Cuando llegó, su madre permanecía en la cocina. Miró a Santi y notó de inmediato su expresión de enojo. —¿Sucede algo? —No, mamá. Ahora resulta que la Xtabay vive cerca de las manglobas. La madre se detuvo, llena de preocupación, y se acercó a él despacio. —No debes ir a ese lugar, hijo. —¿Por qué tanto miedo si no hay nada? Ya fui y no me topé con nada malo. —Qué inocente eres, hijo.

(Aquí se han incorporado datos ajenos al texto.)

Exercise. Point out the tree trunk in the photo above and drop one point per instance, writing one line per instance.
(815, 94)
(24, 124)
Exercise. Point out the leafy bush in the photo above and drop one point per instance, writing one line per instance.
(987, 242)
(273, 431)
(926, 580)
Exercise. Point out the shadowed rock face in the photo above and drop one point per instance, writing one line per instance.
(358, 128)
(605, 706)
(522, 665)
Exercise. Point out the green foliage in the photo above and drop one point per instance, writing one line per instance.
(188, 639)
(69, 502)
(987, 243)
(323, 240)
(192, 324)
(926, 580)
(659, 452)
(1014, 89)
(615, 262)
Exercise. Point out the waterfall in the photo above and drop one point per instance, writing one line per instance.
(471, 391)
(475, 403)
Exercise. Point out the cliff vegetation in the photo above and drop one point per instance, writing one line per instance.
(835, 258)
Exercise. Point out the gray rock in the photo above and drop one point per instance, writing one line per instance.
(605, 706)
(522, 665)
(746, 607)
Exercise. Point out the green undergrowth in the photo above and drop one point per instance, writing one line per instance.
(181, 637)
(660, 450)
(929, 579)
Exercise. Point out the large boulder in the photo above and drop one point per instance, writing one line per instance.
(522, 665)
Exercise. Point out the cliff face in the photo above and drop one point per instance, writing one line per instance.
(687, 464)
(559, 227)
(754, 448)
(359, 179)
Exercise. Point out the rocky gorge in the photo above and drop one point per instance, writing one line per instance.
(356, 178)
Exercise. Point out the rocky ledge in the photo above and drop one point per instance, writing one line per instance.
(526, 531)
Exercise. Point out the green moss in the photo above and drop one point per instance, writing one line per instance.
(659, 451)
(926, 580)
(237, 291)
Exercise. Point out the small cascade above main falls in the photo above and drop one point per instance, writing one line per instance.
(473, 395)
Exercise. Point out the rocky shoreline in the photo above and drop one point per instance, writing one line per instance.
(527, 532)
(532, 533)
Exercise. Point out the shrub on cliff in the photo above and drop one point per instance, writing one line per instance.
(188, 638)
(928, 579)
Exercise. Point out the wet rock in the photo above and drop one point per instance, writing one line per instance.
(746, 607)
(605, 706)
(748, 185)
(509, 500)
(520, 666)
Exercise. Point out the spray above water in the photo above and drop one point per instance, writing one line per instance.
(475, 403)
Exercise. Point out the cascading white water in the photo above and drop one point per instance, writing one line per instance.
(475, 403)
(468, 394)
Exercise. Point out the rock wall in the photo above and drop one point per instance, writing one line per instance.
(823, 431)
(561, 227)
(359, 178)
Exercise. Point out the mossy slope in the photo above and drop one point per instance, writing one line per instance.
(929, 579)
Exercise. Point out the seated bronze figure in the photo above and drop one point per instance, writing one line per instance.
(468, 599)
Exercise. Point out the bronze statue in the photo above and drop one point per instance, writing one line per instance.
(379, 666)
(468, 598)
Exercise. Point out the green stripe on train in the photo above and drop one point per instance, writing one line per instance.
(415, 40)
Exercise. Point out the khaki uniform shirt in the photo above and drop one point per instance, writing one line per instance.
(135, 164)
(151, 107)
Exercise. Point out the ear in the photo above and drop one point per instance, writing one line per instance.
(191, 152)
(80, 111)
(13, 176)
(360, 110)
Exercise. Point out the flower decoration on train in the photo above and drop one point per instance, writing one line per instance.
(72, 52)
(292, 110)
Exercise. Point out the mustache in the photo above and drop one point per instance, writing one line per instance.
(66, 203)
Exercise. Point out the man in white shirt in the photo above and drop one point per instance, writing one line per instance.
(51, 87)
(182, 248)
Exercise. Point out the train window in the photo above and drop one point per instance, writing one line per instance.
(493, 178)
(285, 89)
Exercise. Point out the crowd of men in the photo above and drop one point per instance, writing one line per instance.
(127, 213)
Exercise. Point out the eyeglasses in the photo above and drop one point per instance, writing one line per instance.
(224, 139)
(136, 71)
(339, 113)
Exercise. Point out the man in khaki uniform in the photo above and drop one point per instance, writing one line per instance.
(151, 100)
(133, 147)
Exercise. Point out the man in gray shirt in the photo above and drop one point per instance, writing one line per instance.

Habían pasado las semanas y el pueblo ahora disfrutaba de las fiestas patronales. Bailes, alcohol y parejas de enamorados le daban vida a la alegría del lugar. Santi y dos de sus amigos se encontraban a espaldas de la escuela primaria, ocultos detrás de la pared de bajareque para beber a escondidas. Sonreían por la travesura, convencidos de que su momento de emborracharse había llegado, marcando el inicio de su vida como hombres. Santi tomó la botella con nerviosismo, dudando si debía beber o no. Jamás había visto a su padre borracho hasta el punto de caerse; lo normal era verlo tomarse acaso dos vasos de aguardiente. Ese pensamiento fue suficiente para que le pasara la botella a su amigo Emilio sin darle un solo trago. Emilio y José se terminaron el alcohol a grandes tragos, sin reprocharle nada a Santi.